All of these things, in turn, will create enormous economic opportunities. Global market research firm MarketsandMarkets estimates the total market for commercial drones was $15.22 million in 2014 and predicts it will grow to $1.27 billion by 2020. That incredible growth rate is an order of magnitude faster than Moore’s Law.

Drone, no?

Like self-driving cars, which will use exponential technologies to take us where we want to go without our involvement, drones will use these technologies to take us places we can't physically be. A world full of drones promises to transform many industries.
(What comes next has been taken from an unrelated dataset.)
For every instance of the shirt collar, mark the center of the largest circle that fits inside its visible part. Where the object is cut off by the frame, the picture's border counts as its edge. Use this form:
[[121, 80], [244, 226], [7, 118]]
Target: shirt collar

At the same time, drones will also have enormous ramifications for personal security and privacy. The same personal drone with a high-resolution camera and facial recognition software that follows your child home from school on busy streets could be a tool for a clothing manufacturer to keep tabs on everyone wearing its products — or for a thief to choose which home to break into. And what happens to society when microdrones are everywhere, forcing us to assume that everything we do and say is recorded, monitored, indexed, and infinitely searchable?

Future drones will be able to capture any kind of information from any location.  They will vastly expand our ability to understand and, importantly, affect environments in ways that we’re barely beginning to imagine. They’ll even bring you a bottle of your favorite beer while they're at it.